Both EWGI and EWG had expressed support in a future C++ string interpolation facility, so it is worthwhile to have a look at how other language did it, and find a good way for C++ to process forward.

EWGI (2019-07 Cologne): Spend committee time on this vs other proposals given that time is limited?

SF	F	N	A	SA
3	5	2	2	0

EWG (2022-08-04): Given our time is limited, and our resources are scarce, EWG Encourages further work in the direction of P1819.

SF	F	N	A	SA
3	5	3	0	0

Result: Consensus

Survey

At a glance, string interpolation seems a pretty simple feature: just factor out all the expressions and rewrite to a std::format call, right? However, there are a surprisingly large number of subtle issues involved in this concept, with most of them no clear answer. Therefore, I want to take a practical approach, or what WG21 often describe as “standardizing existing practice”… take a look at all the language that already have string interpolation ability, and look at how they solve the issues.

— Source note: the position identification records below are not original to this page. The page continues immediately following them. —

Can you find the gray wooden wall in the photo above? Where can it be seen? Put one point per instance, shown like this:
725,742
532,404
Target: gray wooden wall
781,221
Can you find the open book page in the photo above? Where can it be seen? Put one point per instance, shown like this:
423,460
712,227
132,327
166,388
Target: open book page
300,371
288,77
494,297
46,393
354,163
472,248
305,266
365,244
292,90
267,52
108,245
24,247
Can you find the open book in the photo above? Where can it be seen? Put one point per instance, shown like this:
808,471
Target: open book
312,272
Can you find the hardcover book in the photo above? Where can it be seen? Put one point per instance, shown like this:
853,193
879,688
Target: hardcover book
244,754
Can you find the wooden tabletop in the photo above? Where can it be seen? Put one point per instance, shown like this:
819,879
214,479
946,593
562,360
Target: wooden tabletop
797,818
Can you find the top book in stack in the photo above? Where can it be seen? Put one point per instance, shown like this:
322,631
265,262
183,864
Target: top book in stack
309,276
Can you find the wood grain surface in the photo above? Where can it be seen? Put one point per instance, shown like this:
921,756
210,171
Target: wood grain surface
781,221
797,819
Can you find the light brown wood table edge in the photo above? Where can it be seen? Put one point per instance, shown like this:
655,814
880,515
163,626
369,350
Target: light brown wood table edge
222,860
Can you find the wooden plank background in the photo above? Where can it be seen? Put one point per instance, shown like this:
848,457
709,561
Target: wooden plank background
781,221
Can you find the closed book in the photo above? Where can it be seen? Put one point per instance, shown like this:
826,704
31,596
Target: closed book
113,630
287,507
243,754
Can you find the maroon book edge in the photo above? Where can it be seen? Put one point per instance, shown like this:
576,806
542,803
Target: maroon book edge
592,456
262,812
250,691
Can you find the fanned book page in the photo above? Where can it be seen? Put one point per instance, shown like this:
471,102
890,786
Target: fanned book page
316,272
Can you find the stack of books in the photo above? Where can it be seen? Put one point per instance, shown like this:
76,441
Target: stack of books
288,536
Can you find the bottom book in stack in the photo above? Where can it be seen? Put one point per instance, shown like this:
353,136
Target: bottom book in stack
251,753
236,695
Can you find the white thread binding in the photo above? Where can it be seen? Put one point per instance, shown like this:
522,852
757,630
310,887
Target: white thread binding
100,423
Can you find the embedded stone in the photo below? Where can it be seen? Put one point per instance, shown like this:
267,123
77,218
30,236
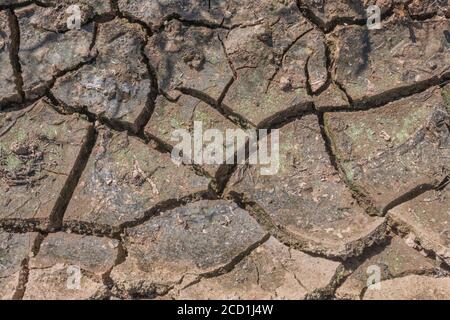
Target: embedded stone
390,151
125,180
117,86
306,199
41,154
59,16
185,244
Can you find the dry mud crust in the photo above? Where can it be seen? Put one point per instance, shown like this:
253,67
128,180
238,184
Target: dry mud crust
15,250
45,54
182,114
214,13
393,151
375,66
8,88
117,86
277,66
125,181
306,198
412,287
190,58
395,260
425,220
182,245
422,9
41,155
328,13
271,271
62,258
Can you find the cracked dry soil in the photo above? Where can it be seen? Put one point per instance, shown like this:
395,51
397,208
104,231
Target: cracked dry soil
86,178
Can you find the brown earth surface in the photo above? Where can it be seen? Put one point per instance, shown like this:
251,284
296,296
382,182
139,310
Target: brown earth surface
89,189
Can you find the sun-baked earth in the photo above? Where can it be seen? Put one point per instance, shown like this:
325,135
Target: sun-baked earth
93,207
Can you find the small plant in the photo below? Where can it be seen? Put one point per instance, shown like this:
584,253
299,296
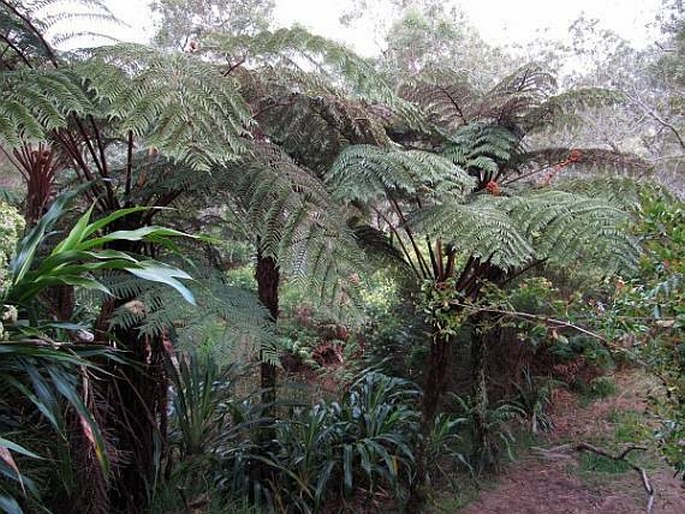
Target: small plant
534,399
498,437
601,387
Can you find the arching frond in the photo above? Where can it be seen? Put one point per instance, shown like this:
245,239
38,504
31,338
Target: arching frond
564,227
294,219
481,229
484,151
366,174
175,102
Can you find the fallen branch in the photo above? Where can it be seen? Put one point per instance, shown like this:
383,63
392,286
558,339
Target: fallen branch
622,457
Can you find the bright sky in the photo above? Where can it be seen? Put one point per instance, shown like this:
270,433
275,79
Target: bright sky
499,21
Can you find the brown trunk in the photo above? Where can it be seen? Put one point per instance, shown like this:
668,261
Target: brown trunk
480,395
437,370
268,275
436,379
136,395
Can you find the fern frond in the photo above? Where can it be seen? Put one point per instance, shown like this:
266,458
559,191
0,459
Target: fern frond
366,174
480,229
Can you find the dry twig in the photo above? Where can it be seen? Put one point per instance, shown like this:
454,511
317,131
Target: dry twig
622,457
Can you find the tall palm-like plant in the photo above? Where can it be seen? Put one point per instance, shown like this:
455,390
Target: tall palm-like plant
40,376
460,204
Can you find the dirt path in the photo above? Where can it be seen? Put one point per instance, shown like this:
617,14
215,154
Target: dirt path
545,483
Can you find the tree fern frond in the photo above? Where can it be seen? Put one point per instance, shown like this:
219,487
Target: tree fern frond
480,229
566,226
366,174
175,102
296,48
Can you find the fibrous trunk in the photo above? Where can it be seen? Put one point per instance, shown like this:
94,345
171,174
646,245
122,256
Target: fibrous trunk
268,275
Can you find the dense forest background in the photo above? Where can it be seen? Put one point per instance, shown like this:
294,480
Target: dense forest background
244,269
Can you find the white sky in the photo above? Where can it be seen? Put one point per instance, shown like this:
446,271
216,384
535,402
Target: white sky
498,21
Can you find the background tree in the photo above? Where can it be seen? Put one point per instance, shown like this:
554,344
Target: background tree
182,24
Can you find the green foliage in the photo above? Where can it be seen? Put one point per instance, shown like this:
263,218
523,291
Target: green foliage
74,259
496,430
647,312
535,399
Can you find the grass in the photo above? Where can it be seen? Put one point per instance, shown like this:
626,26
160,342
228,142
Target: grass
598,388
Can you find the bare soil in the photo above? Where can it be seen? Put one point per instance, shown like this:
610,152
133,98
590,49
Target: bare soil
544,482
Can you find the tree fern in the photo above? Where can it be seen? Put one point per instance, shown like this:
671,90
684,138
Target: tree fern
367,174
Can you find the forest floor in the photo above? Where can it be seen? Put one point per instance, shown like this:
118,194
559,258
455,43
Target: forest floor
551,477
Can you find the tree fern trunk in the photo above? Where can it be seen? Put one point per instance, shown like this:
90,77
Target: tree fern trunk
439,364
136,395
435,385
480,396
268,276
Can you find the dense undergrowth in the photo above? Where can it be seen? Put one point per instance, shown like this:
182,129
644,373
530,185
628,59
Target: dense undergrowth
264,274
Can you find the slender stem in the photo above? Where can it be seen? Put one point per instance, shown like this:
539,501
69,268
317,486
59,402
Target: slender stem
418,272
129,168
31,26
419,256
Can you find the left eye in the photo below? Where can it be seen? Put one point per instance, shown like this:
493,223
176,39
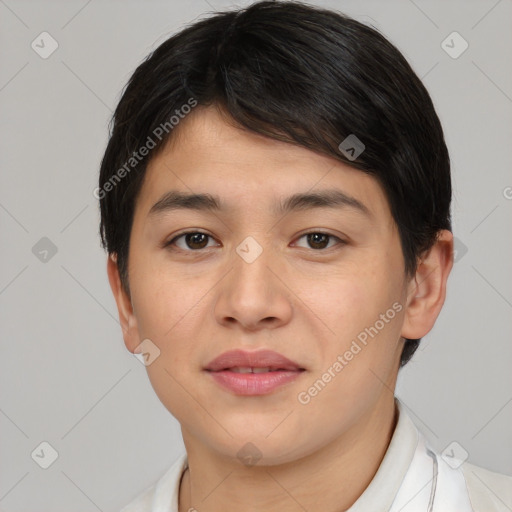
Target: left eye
319,240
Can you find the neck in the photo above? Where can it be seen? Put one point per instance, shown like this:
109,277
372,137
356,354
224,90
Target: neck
331,479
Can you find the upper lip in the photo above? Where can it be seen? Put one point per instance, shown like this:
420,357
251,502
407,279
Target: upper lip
259,359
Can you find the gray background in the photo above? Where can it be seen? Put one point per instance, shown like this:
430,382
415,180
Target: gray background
66,377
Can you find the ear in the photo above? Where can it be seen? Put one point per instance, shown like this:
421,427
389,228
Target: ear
124,305
427,289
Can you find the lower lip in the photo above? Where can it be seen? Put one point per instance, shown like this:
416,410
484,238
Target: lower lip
253,383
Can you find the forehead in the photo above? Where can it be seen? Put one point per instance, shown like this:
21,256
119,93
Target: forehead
209,153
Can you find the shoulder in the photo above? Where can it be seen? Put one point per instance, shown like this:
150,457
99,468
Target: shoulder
162,495
488,491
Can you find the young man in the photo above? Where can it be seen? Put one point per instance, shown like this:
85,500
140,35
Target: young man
275,202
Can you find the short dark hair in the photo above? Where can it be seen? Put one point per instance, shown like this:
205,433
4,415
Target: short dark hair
295,73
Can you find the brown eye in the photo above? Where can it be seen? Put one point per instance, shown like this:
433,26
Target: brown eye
190,241
318,240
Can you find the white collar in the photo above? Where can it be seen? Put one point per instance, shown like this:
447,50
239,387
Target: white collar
410,478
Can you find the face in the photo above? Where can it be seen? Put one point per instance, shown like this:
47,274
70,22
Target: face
310,282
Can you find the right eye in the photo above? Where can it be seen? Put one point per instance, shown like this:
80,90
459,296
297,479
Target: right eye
193,241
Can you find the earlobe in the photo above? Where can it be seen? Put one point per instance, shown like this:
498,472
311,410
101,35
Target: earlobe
127,318
427,290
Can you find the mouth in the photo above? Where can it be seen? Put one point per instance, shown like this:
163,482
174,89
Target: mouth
253,373
256,369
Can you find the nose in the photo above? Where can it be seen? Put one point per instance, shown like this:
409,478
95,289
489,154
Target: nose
254,295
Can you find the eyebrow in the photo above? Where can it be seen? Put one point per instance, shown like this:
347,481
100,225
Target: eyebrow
329,198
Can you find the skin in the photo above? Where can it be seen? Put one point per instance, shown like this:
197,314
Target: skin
305,302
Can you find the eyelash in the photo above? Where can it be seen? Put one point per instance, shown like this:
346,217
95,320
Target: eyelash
171,242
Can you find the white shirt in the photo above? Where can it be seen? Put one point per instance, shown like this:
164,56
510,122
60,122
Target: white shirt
411,478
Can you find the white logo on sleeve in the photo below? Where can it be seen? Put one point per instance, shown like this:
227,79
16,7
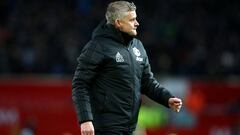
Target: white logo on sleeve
119,57
137,53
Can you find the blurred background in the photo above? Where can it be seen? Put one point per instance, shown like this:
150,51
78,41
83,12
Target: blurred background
193,47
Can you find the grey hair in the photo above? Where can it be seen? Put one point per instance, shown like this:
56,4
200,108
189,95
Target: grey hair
118,10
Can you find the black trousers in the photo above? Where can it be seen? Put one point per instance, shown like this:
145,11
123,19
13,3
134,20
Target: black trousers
113,133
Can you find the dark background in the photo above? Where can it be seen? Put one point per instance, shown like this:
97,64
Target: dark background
192,38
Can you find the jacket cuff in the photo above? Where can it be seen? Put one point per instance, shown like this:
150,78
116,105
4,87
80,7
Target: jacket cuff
84,117
166,99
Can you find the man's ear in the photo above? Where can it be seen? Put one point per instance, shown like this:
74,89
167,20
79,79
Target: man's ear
117,23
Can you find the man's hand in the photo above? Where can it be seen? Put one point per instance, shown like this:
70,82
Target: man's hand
175,104
87,128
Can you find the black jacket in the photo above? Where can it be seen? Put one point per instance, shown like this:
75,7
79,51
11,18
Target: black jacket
113,70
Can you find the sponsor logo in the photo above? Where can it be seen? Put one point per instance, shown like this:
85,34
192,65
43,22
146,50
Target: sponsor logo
119,57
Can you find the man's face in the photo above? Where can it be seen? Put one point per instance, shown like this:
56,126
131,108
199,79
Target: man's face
129,23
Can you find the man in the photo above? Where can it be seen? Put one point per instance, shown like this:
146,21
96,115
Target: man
113,71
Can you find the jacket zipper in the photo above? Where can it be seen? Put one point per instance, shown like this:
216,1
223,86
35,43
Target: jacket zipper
132,71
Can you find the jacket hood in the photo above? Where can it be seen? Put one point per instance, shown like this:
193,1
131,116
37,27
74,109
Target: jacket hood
105,30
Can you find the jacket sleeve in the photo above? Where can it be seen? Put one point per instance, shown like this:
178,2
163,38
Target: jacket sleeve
87,68
152,88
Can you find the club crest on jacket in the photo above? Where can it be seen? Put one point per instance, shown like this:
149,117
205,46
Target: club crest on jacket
119,57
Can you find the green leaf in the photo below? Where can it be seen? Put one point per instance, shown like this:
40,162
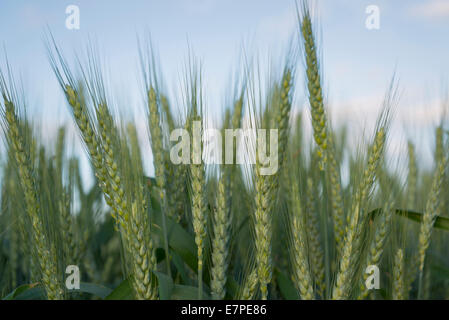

The language chosen are taken from the string interpolation Wikipedia page, with a total of 27 different languages: ABAP, Bash, Boo, C#, ColdFusion, CoffeeScript, Dart, Groovy, Haxe, JavaScript, Julia, Kotlin, Nemerle, Nim, Nix, ParaSail, Perl, PHP, Python, Ruby, Rust, Scala, Sciter, Swift, Tcl, TypeScript and Visual Basic.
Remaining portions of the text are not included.